She wants to go home and nap. I ask about the grocery list and she agrees to help. We get a smoothie and go home.

On the couch, we shop for groceries. Yay. She starts to talk about food. She starts by literally saying “I don’t want” (name of food I can’t spell, but we ate yesterday) but it was good…” and proceeds to go on in uncomfortable detail about how it felt inside her stomach and was the only food that felt good in the last few days.

It was a weird description.

In my head: “why the heck don’t you want to eat the only thing you say feels good?” But she doesn’t want it she doesn’t want it right? I complete our Amazon order, put my phone down, and resume a YouTube video I had on my laptop on the coffee table.

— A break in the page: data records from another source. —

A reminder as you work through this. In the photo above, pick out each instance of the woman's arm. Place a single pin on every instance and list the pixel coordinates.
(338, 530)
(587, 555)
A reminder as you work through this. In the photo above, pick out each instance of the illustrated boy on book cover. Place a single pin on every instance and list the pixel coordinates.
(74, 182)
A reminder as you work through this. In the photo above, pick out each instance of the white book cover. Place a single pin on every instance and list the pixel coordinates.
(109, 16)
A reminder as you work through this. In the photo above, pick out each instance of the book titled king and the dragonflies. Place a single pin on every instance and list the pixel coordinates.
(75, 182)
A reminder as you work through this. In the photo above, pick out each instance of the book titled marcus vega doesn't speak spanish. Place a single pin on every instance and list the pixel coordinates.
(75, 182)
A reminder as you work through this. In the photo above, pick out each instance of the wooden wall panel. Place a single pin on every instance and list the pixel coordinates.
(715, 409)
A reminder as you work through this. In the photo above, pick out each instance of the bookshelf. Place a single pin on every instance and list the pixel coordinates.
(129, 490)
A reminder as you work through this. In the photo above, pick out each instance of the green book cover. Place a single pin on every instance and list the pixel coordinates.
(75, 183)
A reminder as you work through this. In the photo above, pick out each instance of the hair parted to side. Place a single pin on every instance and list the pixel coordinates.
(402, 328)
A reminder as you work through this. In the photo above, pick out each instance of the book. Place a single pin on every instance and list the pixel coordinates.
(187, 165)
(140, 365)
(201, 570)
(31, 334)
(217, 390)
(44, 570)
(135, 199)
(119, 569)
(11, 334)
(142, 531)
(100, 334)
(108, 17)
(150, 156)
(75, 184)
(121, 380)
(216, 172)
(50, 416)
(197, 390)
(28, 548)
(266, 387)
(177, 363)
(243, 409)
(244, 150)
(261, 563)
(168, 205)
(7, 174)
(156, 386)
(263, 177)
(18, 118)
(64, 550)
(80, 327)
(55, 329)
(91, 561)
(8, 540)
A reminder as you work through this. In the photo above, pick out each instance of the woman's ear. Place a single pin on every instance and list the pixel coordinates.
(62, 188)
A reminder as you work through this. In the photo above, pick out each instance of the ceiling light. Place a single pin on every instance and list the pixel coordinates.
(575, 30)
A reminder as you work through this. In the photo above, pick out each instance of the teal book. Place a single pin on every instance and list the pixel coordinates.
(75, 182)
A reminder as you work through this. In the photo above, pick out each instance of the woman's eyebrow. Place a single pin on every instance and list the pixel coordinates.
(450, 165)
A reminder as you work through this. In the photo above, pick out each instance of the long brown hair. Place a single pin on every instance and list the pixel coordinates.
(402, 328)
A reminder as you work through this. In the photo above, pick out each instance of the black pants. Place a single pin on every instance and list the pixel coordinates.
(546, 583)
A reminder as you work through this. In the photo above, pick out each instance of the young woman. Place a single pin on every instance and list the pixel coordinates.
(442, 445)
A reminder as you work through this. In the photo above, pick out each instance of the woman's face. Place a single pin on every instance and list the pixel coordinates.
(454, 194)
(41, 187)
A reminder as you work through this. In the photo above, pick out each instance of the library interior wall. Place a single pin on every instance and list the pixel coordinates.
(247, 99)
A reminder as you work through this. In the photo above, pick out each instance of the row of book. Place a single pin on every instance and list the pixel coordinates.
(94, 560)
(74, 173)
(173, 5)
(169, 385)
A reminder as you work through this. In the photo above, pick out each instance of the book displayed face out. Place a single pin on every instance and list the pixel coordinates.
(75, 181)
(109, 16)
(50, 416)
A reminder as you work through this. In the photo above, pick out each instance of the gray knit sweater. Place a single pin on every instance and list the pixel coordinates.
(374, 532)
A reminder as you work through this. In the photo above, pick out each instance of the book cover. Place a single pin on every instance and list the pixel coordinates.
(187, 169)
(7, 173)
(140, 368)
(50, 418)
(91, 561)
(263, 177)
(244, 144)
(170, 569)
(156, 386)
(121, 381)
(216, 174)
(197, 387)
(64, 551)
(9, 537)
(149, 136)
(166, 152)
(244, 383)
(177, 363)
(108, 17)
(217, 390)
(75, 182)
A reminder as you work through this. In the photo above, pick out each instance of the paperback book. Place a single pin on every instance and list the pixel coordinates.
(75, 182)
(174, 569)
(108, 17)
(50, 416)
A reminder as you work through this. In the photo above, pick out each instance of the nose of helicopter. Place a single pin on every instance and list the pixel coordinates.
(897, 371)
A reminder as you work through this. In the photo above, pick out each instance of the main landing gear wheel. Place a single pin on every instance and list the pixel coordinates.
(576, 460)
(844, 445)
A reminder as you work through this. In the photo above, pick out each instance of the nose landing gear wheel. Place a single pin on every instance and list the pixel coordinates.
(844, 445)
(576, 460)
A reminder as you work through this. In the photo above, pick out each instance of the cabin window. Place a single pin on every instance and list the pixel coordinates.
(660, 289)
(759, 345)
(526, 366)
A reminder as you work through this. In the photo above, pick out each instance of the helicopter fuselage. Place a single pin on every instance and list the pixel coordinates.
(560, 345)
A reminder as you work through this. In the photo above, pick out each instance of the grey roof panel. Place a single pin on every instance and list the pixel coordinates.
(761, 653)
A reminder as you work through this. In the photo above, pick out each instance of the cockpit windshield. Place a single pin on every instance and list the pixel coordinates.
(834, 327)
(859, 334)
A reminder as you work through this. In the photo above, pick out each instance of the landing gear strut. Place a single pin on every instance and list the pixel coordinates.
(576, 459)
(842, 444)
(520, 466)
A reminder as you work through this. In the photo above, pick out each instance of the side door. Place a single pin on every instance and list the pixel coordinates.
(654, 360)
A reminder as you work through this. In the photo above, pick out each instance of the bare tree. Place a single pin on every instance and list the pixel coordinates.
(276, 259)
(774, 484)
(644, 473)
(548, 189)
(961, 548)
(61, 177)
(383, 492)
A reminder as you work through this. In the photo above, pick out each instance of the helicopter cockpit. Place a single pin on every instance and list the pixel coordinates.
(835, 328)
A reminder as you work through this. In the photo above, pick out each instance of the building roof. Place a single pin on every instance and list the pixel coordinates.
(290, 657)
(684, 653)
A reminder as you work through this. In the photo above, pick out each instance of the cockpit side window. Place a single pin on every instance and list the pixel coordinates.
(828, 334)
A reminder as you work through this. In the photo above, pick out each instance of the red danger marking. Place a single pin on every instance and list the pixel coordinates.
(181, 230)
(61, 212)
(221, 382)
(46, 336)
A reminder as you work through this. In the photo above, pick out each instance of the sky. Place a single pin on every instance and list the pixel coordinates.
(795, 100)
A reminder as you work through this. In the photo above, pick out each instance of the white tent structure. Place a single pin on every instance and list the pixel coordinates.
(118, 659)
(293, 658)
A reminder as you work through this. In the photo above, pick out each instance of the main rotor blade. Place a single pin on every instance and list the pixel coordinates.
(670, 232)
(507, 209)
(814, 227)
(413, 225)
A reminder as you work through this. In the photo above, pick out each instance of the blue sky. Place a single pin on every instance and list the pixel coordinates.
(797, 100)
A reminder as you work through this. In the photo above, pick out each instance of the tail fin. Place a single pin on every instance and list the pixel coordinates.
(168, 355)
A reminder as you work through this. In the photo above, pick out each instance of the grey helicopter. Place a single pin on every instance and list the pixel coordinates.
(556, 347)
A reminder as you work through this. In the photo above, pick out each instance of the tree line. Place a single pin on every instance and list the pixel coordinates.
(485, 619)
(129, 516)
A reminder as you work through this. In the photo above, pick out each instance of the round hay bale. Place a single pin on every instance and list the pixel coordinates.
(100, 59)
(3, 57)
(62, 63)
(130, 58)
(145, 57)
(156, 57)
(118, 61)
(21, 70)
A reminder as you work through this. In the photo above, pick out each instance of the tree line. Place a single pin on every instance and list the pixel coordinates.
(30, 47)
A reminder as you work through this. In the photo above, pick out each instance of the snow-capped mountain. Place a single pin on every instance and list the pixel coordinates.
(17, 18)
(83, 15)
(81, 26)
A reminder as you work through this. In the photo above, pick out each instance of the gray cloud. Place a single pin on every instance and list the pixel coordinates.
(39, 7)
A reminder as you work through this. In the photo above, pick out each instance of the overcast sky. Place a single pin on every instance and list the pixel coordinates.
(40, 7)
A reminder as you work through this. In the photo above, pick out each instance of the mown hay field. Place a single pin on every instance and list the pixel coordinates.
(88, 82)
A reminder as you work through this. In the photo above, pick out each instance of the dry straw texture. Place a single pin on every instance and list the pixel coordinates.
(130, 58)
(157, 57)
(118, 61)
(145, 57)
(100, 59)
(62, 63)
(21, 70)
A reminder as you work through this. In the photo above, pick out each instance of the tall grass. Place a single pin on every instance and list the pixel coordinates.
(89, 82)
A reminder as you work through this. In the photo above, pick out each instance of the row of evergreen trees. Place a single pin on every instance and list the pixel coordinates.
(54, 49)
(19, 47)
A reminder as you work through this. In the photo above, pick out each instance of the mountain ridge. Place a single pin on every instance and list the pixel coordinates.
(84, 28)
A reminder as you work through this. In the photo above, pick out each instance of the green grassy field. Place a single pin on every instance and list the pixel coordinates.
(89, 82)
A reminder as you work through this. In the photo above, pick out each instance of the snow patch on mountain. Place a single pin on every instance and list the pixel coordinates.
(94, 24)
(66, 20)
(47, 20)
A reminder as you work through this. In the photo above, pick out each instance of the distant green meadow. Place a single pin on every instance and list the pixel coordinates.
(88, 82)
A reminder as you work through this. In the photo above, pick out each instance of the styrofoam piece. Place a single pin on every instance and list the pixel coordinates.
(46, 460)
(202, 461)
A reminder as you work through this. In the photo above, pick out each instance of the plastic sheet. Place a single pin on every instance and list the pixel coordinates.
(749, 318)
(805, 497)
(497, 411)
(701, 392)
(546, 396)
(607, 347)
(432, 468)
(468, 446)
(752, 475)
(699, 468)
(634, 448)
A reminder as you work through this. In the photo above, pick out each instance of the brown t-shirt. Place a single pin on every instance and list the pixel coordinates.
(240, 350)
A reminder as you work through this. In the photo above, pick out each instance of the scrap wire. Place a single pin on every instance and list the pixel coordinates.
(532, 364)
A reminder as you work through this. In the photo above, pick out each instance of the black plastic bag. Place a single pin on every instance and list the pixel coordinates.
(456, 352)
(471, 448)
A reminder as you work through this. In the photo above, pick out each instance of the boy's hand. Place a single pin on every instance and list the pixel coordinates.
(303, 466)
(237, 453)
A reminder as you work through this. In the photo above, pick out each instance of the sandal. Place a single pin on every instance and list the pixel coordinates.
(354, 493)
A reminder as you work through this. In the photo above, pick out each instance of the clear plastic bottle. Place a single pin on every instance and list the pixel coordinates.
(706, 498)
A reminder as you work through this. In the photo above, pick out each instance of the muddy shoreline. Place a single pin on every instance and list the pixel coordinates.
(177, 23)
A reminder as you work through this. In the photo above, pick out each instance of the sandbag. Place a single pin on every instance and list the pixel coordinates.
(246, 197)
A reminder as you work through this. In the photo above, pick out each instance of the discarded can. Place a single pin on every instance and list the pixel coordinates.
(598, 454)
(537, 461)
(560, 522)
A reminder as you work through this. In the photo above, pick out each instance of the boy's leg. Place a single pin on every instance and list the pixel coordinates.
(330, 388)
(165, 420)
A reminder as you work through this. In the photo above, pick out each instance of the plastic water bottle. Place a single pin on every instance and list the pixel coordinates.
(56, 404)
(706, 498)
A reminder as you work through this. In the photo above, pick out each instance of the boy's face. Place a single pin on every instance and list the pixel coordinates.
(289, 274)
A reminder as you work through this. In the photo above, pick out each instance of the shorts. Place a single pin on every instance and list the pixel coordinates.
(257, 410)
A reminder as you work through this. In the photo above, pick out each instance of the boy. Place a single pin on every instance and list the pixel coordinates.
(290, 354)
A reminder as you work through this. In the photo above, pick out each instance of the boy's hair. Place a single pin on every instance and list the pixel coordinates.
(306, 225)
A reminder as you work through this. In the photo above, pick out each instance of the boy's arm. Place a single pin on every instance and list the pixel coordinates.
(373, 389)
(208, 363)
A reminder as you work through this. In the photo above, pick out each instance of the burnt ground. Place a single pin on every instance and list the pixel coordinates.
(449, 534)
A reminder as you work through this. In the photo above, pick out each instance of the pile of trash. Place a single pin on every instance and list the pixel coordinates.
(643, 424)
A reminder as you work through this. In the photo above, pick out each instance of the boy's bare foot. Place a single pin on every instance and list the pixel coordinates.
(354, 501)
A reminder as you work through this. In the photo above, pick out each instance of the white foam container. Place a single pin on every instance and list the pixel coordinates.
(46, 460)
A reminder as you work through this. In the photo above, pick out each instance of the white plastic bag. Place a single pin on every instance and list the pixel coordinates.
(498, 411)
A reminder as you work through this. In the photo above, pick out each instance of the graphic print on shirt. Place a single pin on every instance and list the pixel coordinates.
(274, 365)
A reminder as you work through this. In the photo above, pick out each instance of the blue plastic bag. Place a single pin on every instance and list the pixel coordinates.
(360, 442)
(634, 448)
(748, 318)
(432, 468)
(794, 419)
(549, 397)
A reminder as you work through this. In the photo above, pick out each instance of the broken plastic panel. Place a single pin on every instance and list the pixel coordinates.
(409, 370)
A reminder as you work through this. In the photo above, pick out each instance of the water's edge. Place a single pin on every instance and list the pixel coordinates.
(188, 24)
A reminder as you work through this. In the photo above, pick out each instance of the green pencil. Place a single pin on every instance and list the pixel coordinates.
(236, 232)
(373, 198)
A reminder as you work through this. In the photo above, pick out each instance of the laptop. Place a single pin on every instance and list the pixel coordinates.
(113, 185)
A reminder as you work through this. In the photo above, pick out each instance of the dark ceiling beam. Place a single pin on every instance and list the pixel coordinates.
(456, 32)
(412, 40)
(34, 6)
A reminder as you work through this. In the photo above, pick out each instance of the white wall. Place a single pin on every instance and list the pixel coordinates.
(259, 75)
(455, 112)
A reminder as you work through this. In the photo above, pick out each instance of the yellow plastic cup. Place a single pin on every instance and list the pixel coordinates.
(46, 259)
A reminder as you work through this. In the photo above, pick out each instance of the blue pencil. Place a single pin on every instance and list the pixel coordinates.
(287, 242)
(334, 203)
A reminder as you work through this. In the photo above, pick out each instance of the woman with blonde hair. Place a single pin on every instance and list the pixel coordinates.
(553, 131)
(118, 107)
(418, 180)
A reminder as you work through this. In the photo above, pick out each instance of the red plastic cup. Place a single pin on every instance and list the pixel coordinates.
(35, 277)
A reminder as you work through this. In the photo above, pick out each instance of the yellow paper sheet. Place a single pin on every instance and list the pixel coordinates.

She excuses herself to shower. She’s in there a while, so I am cleaning something in the kitchen. She calls. Strange. She’s miffed that I am not answering my texts. I’m 15 feet away. I go in the room, she’s in bed, dry, I tell her I thought she was showering.

“For the last hour?” She’s clearly upset, she says that I turned on my laptop and was ignoring her. Keep in mind she was on her phone, and we both usually play on our phones on the couch. Never been an issue. She is upset because she wanted food.

Apparently when she was describing the food she *explicitly* said she didn’t want, I was supposed to **infer** that she *was* hungry, and wanted food “like” the food she had the day before, just not “that food”.

During this revelation she also complained that “why does she have to be the one to order food” I had offered to make dinner.

I offered to buy dinner. I DID order groceries. 1st, AITJ for not ordering food when she declined my prior offers and *explicitly* stated she didn’t want the food she was talking about? 2nd, AITJ for putting YouTube on my laptop on the couch when my phone died?

Usually we both use our phones, but she fixated on this so much I just feel like must be missing some social cue (autism)

Another User Comments:

“NTJ Don’t overthink. Just because you’re autistic doesn’t mean you’re always wrong. She sounds entitled, demanding, boring and not worth the effort.” CharmingCarmilla

Another User Comments:

“NTJ. You know, this will never change. Hinting isn’t communicating. Some can’t or won’t communicate. Up to you to decide if that’s what you’re willing to deal with. I’m a big believer in counseling as everyone has their things.” BrattybratS

Another User Comments:

“NTJ Sometimes when people are feeling sick they’re not at their best. She is being a poor communicator and clingy, you are taking her at her word which is currently at odds with what she wants. I don’t think she’s a bad person, but she does sound like she’s going through it and is bringing you along with her.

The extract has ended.